Khlong Bang Bon (คลองบางบอน, /th/) is a khwaeng (subdistrict) of Bang Bon District in southwest Bangkok.

==History==
Khlong Bang Bon in the past was part of Bang Bon Subdistrict in Bang Khun Thian District. Subsequently, on March 6, 1998, the Ministry of Interior transferred Bang Bon Subdistrict to the newly established Bang Bon District.

Later, on July 26, 2017, the Bangkok Metropolitan Administration (BMA) announced the dissolution of Bang Bon Subdistrict and the establishment of four new subdistricts using the east side of Kanchanaphisek Road (Motorway 9) and the north side of Ekkachai Road (Highway 3242) as the demarcation line between them.

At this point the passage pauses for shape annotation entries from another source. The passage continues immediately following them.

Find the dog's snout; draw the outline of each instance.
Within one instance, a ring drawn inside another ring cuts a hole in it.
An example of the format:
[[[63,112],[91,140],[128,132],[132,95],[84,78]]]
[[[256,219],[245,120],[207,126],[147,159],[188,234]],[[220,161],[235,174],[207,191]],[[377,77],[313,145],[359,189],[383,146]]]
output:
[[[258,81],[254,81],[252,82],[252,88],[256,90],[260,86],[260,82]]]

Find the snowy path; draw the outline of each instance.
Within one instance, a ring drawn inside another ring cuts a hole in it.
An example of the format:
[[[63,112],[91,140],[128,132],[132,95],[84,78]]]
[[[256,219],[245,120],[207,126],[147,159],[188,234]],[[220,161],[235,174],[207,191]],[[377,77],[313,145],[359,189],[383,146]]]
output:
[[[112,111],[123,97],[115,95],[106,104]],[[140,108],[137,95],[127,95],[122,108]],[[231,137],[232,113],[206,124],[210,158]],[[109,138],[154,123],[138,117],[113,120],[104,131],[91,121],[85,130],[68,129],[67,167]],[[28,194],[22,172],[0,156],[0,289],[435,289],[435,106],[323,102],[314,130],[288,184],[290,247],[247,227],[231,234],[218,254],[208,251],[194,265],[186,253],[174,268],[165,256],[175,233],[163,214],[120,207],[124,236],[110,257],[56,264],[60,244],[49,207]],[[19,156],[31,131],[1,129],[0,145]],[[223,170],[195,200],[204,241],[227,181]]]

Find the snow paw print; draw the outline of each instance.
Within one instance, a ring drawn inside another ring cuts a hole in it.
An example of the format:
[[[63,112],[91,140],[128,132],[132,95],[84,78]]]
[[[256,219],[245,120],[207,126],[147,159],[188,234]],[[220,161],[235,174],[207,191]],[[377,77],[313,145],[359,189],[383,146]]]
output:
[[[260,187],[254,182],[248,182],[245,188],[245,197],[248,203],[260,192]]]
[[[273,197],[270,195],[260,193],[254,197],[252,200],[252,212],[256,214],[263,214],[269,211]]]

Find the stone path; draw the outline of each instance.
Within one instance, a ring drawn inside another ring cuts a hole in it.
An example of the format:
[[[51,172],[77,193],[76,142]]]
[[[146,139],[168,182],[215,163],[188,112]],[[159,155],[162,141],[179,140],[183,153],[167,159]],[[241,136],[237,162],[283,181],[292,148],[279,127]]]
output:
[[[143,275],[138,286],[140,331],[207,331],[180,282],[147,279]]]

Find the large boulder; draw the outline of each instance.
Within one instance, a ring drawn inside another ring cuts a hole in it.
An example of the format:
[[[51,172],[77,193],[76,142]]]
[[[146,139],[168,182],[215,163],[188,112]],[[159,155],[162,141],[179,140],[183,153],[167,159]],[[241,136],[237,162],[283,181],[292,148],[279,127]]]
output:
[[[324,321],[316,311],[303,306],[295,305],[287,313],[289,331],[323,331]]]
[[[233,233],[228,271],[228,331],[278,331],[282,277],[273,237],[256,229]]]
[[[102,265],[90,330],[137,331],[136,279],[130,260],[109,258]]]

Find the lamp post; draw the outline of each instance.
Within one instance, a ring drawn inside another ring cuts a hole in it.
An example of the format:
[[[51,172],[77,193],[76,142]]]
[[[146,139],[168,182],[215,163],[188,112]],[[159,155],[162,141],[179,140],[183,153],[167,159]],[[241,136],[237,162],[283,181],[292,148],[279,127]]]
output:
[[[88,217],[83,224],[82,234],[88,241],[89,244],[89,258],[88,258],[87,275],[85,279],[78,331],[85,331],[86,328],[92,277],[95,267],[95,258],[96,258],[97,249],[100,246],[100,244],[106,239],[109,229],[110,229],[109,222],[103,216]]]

The lower northeastern area of the former Bang Bon Subdistrict was named Khlong Bang Bon Subdistrict, after the local canal Khlong Bang Bon that flows through the area along the northeast-southwest.

==Geography==
Its neighbours, clockwise from north, are Khlong Bang Phran in its district (Ekkachai Road is a demarcation line), Bang Khun Thian in Chom Thong District (Khlong Wat Sing is a demarcation line), Samae Dam in Bang Khun Thian District (Maeklong Railway is a demarcation line), and Bang Bon Tai in its district (Kanchanaphisek Road is a demarcation line).